Transformation ist auch Schattenarbeit. Ohne Schmerz gibt es keinen tiefgreifenden Wandel. Erlösungsarbeit ist ein wesentlicher Teil jeder Transformation.

Schmerz, sowohl unser eigener, wie auch der kollektive, will durchlebt und tief verstanden sein, damit er sich in Heilkraft und Kreativität verwandeln  kann.

Sowohl Wandel wie auch Metamorphose sind ganzheitliche Geschehen, die uns vollständig ergreifen, von Kopf bis Fuss, bis in die Tiefen unseres Innenlebens und bis in den Kern unserer Zellen.

Der Wandel spielt sich niemals an unserer Peripherie ab, sondern er dringt in unser Innerstes ein. Manchmal führt er einen Zusammenbruch herbei.

Wenn wir also dem Wandlungsgeschehen dienen wollen, dürfen wir nicht naiv sein. Es braucht Mut, sich auf den Wandel einzulassen.
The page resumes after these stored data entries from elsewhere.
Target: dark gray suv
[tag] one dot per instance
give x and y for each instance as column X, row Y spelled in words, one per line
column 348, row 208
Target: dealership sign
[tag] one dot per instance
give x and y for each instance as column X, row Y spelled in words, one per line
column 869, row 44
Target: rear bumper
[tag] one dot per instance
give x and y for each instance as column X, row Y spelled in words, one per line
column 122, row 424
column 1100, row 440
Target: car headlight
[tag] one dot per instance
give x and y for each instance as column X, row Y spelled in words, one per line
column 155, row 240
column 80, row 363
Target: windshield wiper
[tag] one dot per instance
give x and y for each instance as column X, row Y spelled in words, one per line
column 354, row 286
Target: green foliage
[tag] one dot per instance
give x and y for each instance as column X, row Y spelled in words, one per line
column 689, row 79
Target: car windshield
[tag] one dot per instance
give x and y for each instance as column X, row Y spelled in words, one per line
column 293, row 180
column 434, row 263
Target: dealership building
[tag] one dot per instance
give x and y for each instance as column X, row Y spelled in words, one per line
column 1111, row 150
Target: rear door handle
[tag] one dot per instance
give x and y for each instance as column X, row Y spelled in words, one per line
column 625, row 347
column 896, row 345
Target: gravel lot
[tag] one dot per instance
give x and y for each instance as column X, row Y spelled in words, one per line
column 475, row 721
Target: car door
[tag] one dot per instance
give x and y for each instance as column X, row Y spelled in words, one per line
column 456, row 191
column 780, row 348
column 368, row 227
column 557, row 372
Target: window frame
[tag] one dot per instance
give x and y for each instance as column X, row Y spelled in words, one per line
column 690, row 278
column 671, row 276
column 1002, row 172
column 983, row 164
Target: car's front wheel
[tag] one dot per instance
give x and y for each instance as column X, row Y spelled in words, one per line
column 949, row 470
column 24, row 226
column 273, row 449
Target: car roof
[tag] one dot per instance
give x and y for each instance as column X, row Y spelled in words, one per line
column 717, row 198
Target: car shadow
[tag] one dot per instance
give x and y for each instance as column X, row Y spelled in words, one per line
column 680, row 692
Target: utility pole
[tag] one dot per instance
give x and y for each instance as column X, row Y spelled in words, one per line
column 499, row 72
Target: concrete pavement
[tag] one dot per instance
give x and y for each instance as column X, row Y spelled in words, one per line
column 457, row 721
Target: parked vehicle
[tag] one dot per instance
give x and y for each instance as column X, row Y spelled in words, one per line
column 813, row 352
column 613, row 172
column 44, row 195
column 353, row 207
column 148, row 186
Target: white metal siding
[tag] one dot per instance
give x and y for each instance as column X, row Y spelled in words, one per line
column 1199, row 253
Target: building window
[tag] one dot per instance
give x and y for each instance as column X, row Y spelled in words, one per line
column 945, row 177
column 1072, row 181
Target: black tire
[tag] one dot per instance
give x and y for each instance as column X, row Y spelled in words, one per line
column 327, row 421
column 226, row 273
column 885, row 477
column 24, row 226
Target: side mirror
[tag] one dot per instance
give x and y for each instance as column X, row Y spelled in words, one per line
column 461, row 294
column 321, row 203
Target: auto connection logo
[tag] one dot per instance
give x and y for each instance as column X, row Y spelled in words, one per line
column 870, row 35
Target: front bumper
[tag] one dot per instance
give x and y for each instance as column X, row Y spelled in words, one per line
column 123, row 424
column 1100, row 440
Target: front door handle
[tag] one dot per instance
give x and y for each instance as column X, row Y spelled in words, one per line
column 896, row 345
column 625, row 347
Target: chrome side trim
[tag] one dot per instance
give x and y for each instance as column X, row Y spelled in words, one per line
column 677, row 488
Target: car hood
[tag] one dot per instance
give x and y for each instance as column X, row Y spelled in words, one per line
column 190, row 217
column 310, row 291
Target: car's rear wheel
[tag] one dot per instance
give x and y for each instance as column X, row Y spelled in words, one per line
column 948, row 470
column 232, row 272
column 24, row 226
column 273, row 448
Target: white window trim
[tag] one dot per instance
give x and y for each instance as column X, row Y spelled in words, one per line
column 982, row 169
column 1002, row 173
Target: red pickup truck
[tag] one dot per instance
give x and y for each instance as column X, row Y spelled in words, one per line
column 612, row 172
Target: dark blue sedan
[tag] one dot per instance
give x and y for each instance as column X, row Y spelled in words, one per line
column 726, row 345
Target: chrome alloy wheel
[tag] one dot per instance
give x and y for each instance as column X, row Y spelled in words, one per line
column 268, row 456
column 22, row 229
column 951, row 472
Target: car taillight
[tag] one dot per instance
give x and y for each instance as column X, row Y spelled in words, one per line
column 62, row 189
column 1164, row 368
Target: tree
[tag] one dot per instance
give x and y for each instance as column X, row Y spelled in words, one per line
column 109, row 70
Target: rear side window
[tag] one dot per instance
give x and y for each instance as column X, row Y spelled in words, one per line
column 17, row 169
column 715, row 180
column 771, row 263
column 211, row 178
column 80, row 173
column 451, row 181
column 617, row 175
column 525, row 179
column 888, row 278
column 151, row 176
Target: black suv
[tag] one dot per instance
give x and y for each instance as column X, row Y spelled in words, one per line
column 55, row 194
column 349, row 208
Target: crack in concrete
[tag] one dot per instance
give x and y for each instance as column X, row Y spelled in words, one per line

Er wird uns an innere Orte hinbringen, mit denen wir nicht gerechnet haben. Er wird unsere Seele ausleuchten.

Andererseits: Wenn wir davon ausgehen, dass wir uns heilenden, göttlichen Kräften hingeben, wenn wir dem Wandel dienen, so erhalten wir auch den nötigen Schutz und ausreichend geistig-seelische Nahrung, um auch leidvolle Prozess zu überstehen.

Wer würde jemals auf den Gedanken kommen, dass aus einem harten, krustigen Kokon, ein Schmetterling hervorkommen würde. Ein Wunder.
Glaubst Du an Wunder?

1):  Die Mitglieder der Integralen Politik (IP) sagen: Wir sind Wandel.   ww.integrale-politik.ch

Weitere Beiträge zum Thema Wandel sollen in unregelmässigen Abständen folgen.